Der Oktober hat es in sich. (Archivbild)

«Jetz falle d Blettli wiedr, dr Summer isch verby. Und d Schwalbe flüüge alli furt, mir wüsse nid wohi.» So tönt ein bekanntes Kinderlied, das zurzeit in Kindergärten und KITAS gesungen wird. Schwalben haben wir schon lange keine mehr gesehen; es bleiben uns nur die Tauben und Krähen. Rund um die Altstadt liegen gelbe und braune Blätter am Boden. Mitarbeiter des Werkhofs holen ihre Laubbläser hervor und manch einer beginnt in seinem eigenen Garten zu lauben.

Der Oktober in Solothurn hat es wirklich in sich: einen Herbstspaziergang in der Verenaschlucht machen, draussen auf der Decke am Aaremürli sitzen, im Stadtwald Pilze sammeln, auf der Chantier-Wiese Drachen steigen lassen oder einen schönen Kürbis schnitzen. Letzteren könnte man heute Abend an der «Chürbisnacht» gebrauchen oder vor dem Hauseingang aufstellen, so wie das momentan an vielen Orten zu beobachten ist. Es naht nämlich «Halloween». Dies merkt man auch in verschiedenen Geschäften, wo derzeit Kostüme verkauft werden: vom Skelett zur scheusslichen Hexe bis hin zum Zombie. Offenbar entwickelt sich der Anlasse immer mehr zu einer Horror-Show.

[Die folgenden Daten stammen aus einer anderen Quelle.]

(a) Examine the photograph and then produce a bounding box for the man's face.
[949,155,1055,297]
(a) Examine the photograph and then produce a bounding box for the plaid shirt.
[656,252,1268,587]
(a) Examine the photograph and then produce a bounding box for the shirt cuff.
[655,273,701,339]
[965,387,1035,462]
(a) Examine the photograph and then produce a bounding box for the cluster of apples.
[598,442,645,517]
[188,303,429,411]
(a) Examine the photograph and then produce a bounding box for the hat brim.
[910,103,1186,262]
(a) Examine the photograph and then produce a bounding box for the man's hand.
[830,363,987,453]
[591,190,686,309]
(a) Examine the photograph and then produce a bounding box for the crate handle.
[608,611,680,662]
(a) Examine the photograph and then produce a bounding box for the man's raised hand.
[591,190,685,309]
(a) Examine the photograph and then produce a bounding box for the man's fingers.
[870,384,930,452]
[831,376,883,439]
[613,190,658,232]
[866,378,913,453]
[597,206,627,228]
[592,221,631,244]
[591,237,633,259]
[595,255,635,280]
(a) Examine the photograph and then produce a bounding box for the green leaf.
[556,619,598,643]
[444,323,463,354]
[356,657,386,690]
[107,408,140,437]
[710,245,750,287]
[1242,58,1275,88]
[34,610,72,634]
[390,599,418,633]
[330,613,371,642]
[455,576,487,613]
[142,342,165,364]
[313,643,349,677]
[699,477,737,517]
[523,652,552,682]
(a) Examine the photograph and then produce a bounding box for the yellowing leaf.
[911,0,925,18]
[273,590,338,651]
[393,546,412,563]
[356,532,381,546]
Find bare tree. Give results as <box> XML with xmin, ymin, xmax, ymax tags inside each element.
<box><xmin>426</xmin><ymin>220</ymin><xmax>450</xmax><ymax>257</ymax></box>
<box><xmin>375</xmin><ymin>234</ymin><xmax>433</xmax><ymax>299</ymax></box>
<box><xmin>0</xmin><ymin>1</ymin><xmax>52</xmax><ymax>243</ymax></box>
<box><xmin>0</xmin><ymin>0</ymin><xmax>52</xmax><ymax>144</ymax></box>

Aber Obacht: Wenn Sie heute oder morgen Abend, sagen wir so um 23 Uhr, in der Altstadt verkleideten Figuren begegnen, die laute Geräusche von sich geben und einen mit blutunterlaufenen Augen anschauen, den Blick ins Leere gerichtet – dann handelt es sich nicht etwa um Solothurner, die bereits ihr Halloween-Kostüm ausprobieren, sondern um Besucher des «Oktoberfestes», die sich auf dem Heimweg befinden.

Kommen wir zur zweiten Strophe des Kinderliedes. Diese könnte momentan folgendermassen ertönen: «D Pakätli falle wiedr, d Wahle si verby. Und d Kabelbinder blibe dra, sie wüsse nid wohi.» Dass mich auf der Werkhof- oder Rötistrasse nicht mehr so viele Gesichter anglotzen, hat durchaus etwas Angenehmes. Ich mag es nicht, wenn mich Verlierer «von oben herab» betrachten. Kaum sind die Wahlen vorbei, verschwinden auch wieder die Plakate an den Strassenlaternen. Schaut man jedoch etwas genauer hin, dann hängen einige Kabelbinder noch dran. Kann ja ganz praktisch sein, denn die nächsten Wahlen kommen bestimmt.

Das ist wie mit dem Sommer. Wem der Herbst zu schnell vorbeigeht oder wem es vor dem kommenden Winter graut, dem spende die letzte Strophe des Kinderlieds Trost: «Ade du schöne Summer, du söttisch noni go. Wenn übers Johr de wiedr chunnsch, de si mir alli froh.» Voilà.